Gene regulatory networks (GRNs) arise from the intricate interactions between transcription factors (TFs) and their target genes during the growth and development of organisms. The inference of GRNs can unveil the underlying gene interactions in living systems and facilitate the investigation of the relationship between gene expression patterns and phenotypic traits. Although several machine-learning models have been proposed for inferring GRNs from single-cell RNA sequencing (scRNA-seq) data, some of these models, such as Boolean and tree-based networks, suffer from sensitivity to noise and may encounter difficulties in handling the high noise and dimensionality of actual scRNA-seq data, as well as the sparse nature of gene regulation relationships. Thus, inferring large-scale information from GRNs remains a formidable challenge.

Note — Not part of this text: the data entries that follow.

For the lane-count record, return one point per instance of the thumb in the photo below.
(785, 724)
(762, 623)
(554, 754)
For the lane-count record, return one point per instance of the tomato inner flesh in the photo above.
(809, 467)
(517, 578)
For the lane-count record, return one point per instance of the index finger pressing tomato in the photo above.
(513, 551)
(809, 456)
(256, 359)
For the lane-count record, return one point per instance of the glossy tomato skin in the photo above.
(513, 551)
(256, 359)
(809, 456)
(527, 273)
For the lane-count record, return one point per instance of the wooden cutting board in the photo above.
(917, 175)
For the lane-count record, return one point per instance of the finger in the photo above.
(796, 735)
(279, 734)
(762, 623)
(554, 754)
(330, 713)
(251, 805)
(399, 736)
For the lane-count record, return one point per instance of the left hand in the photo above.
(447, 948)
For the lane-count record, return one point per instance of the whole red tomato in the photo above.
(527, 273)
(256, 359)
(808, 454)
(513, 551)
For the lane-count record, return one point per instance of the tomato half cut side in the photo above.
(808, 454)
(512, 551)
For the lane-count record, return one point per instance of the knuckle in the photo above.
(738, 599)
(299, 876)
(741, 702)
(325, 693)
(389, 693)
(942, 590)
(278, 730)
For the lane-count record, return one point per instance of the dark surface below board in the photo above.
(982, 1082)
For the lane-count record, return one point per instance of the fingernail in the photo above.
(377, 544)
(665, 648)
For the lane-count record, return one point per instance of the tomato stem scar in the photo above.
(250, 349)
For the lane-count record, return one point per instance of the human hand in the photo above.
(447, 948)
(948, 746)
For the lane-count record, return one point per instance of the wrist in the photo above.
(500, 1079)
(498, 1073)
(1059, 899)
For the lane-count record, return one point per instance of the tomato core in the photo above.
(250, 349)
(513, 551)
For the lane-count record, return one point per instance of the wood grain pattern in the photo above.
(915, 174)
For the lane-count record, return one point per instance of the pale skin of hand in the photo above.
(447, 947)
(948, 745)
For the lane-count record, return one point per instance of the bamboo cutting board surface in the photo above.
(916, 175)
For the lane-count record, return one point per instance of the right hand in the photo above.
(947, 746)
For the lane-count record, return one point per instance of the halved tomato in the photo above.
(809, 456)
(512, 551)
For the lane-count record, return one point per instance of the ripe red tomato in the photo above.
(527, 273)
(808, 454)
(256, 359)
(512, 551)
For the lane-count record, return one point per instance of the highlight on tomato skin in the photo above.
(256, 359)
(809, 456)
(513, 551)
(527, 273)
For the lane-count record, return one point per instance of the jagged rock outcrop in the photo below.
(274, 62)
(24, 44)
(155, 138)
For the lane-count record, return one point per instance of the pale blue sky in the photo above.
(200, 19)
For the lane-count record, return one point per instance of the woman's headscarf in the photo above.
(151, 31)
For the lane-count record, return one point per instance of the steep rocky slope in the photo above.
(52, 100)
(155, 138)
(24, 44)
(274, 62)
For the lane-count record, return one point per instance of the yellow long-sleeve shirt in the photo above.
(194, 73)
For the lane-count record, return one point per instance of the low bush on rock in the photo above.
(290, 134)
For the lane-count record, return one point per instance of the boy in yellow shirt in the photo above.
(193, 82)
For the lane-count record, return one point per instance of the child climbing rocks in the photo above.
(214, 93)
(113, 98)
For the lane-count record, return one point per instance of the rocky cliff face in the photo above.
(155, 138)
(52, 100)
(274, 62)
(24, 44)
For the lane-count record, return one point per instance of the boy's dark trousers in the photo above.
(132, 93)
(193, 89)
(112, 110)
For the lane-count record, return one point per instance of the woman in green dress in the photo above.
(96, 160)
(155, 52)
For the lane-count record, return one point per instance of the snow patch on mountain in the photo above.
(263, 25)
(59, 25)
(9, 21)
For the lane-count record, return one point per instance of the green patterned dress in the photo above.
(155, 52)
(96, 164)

This study proposes a multilevel, multi-structure framework called a pseudo-Siamese GRN (PSGRN) for inferring large-scale GRNs from time-series expression datasets. Based on the pseudo-Siamese network, we applied a gated recurrent unit to capture the time features of each TF and target matrix and learn the spatial features of the matrices after merging by applying the DenseNet framework. Finally, we applied a sigmoid function to evaluate interactions. We constructed two maize sub-datasets, including gene expression levels and GRNs, using existing open-source maize multi-omics data and compared them to other GRN inference methods, including GENIE3, GRNBoost2, nonlinear ordinary differential equations, CNNC, and DGRNS. Our results show that PSGRN outperforms state-of-the-art methods. This study proposed a new framework: a PSGRN that allows GRNs to be inferred from scRNA-seq data, elucidating the temporal and spatial features of TFs and their target genes. The results show the model's robustness and generalization, laying a theoretical foundation for maize genotype-phenotype associations with implications for breeding work.
基因调控网络(GRNs)是在生物的生长和发育过程中,转录因子(TFs)与其靶基因之间复杂相互作用的结果。GRNs 的推断可以揭示活系统中基因相互作用的基础,并有助于研究基因表达模式与表型特征之间的关系。尽管已经提出了几种基于机器学习的模型来从单细胞 RNA 测序(scRNA-seq)数据中推断 GRNs,但其中一些模型,如布尔和基于树的网络,存在对噪声敏感的问题,并且在处理实际 scRNA-seq 数据的高噪声和高维性以及基因调控关系的稀疏性方面可能会遇到困难。因此,从 GRNs 中推断大规模信息仍然是一个艰巨的挑战。
本研究提出了一种称为伪暹罗 GRN(PSGRN)的多层次、多结构框架,用于从时间序列表达数据集推断大规模 GRNs。基于伪暹罗网络,我们应用门控循环单元来捕获每个 TF 和靶矩阵的时间特征,并通过应用 DenseNet 框架来学习矩阵合并后的空间特征。最后,我们应用了一个 sigmoid 函数来评估相互作用。我们使用现有的开源玉米多组学数据构建了两个玉米子数据集,包括基因表达水平和 GRNs,并将其与其他 GRN 推断方法(包括 GENIE3、GRNBoost2、非线性常微分方程、CNNC 和 DGRNS)进行了比较。我们的结果表明,PSGRN 优于最先进的方法。本研究提出了一种新的框架:PSGRN,它允许从 scRNA-seq 数据推断 GRNs,阐明了 TFs 及其靶基因的时间和空间特征。结果表明该模型具有稳健性和泛化性,为玉米基因型-表型关联奠定了理论基础,对育种工作具有重要意义。